In his 100th ODI, the left-arm seamer exploited bowler-friendly conditions after rain had delayed the start time and led to the contest being reduced to 34 overs per side at Southampton and England needed every ounce of their batting depth to dig them out of the perilous position of eight for three.
Livingstone strode out at number seven after just 12.1 overs and was strong all around the ground, while he took a particular liking to Tim Southee, with six of his 10 boundaries – nine fours and a six – coming off the New Zealand Test captain.
Livingstone recognised he owed a debt of gratitude to Curran, who was a useful foil as he contributed 42 off 35 deliveries before lapping to short third in the final over.
“I don’t think consolidation is a word we use in the dressing room,” Livingstone said. “We’ve just got to see what we think is best in that situation. If in doubt, take the aggressive option.
“We knew it wasn’t going to be the easiest pitch but it was just about getting to a score we felt we could defend.
“My initial role was to just get used to the conditions and bat with Mo and then try and put on a partnership with Sammy.
“To have someone like Sam Curran batting at eight in any team in world cricket is pretty nice.

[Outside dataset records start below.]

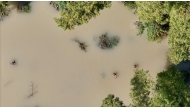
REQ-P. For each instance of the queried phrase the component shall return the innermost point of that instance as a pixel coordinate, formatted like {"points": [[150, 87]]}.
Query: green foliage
{"points": [[154, 32], [142, 83], [62, 4], [79, 13], [23, 6], [130, 4], [154, 11], [108, 42], [179, 33], [4, 10], [156, 17], [110, 101], [82, 45], [140, 27], [171, 90]]}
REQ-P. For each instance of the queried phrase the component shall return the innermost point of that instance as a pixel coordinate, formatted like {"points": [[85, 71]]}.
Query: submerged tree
{"points": [[4, 10], [140, 92], [171, 89], [155, 15], [79, 13], [108, 42], [140, 27], [110, 101], [23, 6], [62, 4], [82, 45]]}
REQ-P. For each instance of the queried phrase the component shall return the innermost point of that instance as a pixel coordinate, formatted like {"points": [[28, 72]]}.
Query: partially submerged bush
{"points": [[23, 6], [155, 32], [108, 42], [140, 27], [4, 10], [131, 5], [61, 5], [112, 101], [55, 5], [82, 45]]}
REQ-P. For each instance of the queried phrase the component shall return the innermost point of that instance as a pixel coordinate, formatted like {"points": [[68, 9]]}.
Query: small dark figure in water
{"points": [[135, 66], [115, 75], [13, 62]]}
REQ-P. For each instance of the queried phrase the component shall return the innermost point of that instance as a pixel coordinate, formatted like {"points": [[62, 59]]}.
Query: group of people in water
{"points": [[115, 73]]}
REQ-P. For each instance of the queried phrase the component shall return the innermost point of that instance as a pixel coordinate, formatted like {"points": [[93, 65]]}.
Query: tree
{"points": [[155, 32], [110, 101], [154, 11], [171, 89], [142, 83], [4, 10], [155, 16], [79, 13], [179, 33], [62, 4]]}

Something we pride ourselves on is the depth we’ve got, we’ve got a lot of batting for days like this when things don’t go right up top.

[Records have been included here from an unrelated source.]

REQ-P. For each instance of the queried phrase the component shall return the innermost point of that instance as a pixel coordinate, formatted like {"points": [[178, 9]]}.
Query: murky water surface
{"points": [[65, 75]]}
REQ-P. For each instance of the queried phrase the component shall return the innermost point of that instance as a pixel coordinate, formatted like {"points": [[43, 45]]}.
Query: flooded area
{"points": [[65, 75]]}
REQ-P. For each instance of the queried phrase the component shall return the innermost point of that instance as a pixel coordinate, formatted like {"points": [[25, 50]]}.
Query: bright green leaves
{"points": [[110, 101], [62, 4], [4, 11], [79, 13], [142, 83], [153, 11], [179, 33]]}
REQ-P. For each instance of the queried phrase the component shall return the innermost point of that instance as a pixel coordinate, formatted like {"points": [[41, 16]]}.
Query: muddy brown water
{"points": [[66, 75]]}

“It’s a pretty rare occasion we end up 50 for five because of the quality we’ve got in our team. It’s always nice that when it does happen, you can put your hand up and win a game for England.”
New Zealand were going along nicely on 111 for three but Reece Topley’s dismissal of captain Tom Latham induced a collapse, which saw the Black Caps lose their last seven wickets for 36 runs in 39 balls.
Topley, whose dismissal of Latham was his first wicket in five ODIs, then snared middle-order duo Glenn Phillips and Rachin Ravindra in his next over to finish with three for 27 in seven impressive overs.
Daryl Mitchell, whose brutal unbeaten ton set up an eight-wicket win at Sophia Gardens, overturned being given out on nought to bludgeon 57 off 52 balls.
But he became Moeen Ali’s 100th ODI wicket which saw New Zealand slide quickly to defeat in the second of four matches as they were all out in 26.5 overs.
“I thought our bowlers were exceptional,” Livingstone added. “They learnt from how New Zealand bowled and pretty much nailed the game plan.”